The entry for Amgen’s PhI trial shows that the company began enrolling patients in August 2018, with a starting dose of 180mg once daily. The goal of a pilot / dose escalation trial such as this is to characterize the drug’s PK/PD, tolerability and to identify initial efficacy signals. The AMG 510 trial is typical in that it enrolls patients who are heavily pre-treated; thus testing the KRAS inhibitor, as monotherapy, in a setting with high unmet medical need. Positive outcomes would demonstrate the drug’s standalone utility all the while strengthening its value proposition as a second- or third-line intervention in otherwise refractory patients.

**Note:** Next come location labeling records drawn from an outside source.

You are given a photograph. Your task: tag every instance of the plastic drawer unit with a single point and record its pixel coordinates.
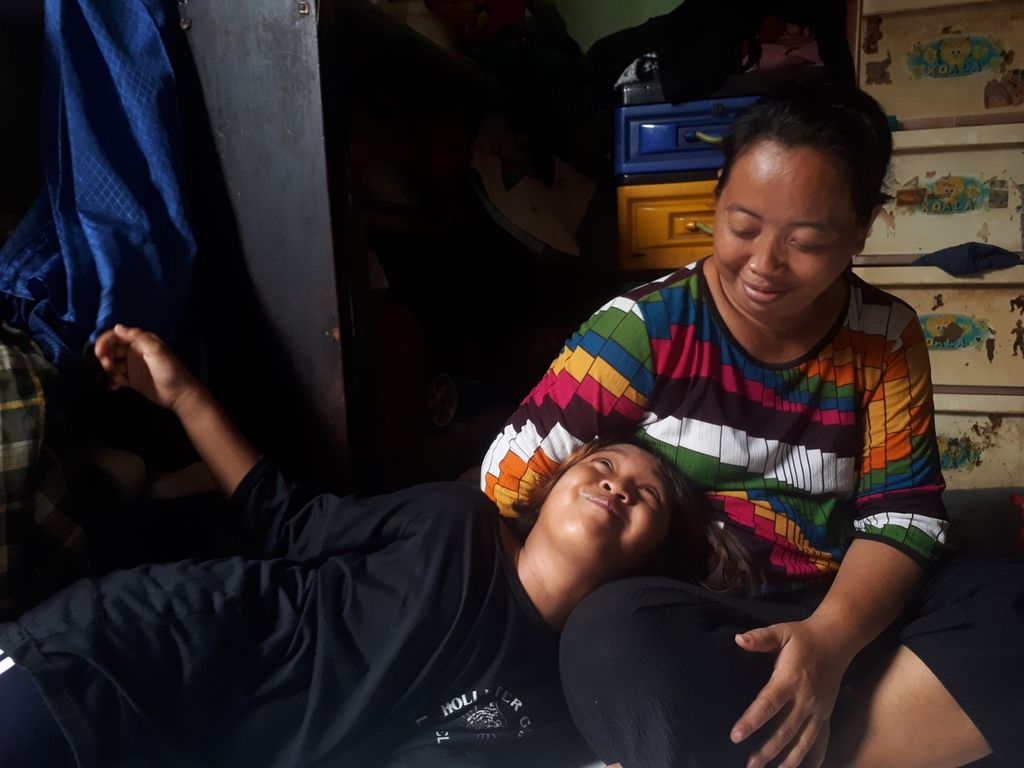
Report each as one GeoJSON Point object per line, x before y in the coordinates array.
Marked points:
{"type": "Point", "coordinates": [950, 185]}
{"type": "Point", "coordinates": [665, 226]}
{"type": "Point", "coordinates": [671, 138]}
{"type": "Point", "coordinates": [940, 62]}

Chemical structure of KRAS inhibitor AMG 510. Source

In time for this year’s ASCO conference, we now have an initial readout from this ongoing trial, with 9 patients evaluable at the time of the data cutoff. Of these 9, 1 showed a partial response, 6 showed stable disease and 2 showed disease progression. Amgen also report that 1 additional patient showed a partial response following the data cutoff. These data drew mixed reactions, which is likely indicative of unrealistic expectations perhaps stoked by the likes of LOXO-292 in RET.

While this sample is simply too small to draw any firm conclusions, it certainly points to AMG 510 being a viable KRAS G12C inhibitor. Preliminary subgroup analysis could also be suggestive of KRAS inhibition predominantly benefiting the NSCLC population. Amgen already announced during their most recent quarterly call that they plan to initiate studies with AMG 510 in combination with immuno-oncology agents such as PD-1/PD-L1 inhibitors, which could potentiate 510’s (likely) “tumor-static” effect with a strengthened immune response. Should 510 continue to show a stronger signal in NSCLC than in colorectal cancer, it seems likely that Amgen would focus on lung cancer which has a poor survival prognosis & as a result, greater unmet need than colorectal.

‘Sympathy moves’ of a competitor could be unjustified

Mirati Therapeutics, a biotech R&D shop, is also advancing a KRAS inhibitor. Although the drug’s chemical structure is unknown and there is no telling whether it will match AMG 510’s performance, Mirati shares have appreciated more than 20-fold over the past 2 years:

MRTX shares have seen a meteoric rise as speculative investors are betting on the company’s KRAS inhibitor to succeed.

Now valued at more than $2bn, MRTX looks very risky ahead of an initial readout from MRTX849. The drug will either be a home-run, beating Amgen at their own game, in which case Mirati would see further appreciation, or it could fall woefully short of expectations and destroy much of MRTX’ value in the blink of an eye.

Given just how tough it is to target KRAS, and seeing how a (presumably) successful KRAS inhibitor like 510 does not lend itself to miracle outcomes, MRTX bulls may very well have gotten ahead of themselves:

A positive readout from MRTX would evidently be good for patients, as more therapeutic options against a promising pathway are never a bad thing. KRAS has certainly piqued my interest following these initial AMG 510 impressions and given the drug’s MOA & tolerability, it seems plausible that promising preclinical findings in combination with immuno-oncology agents could be replicated in-human.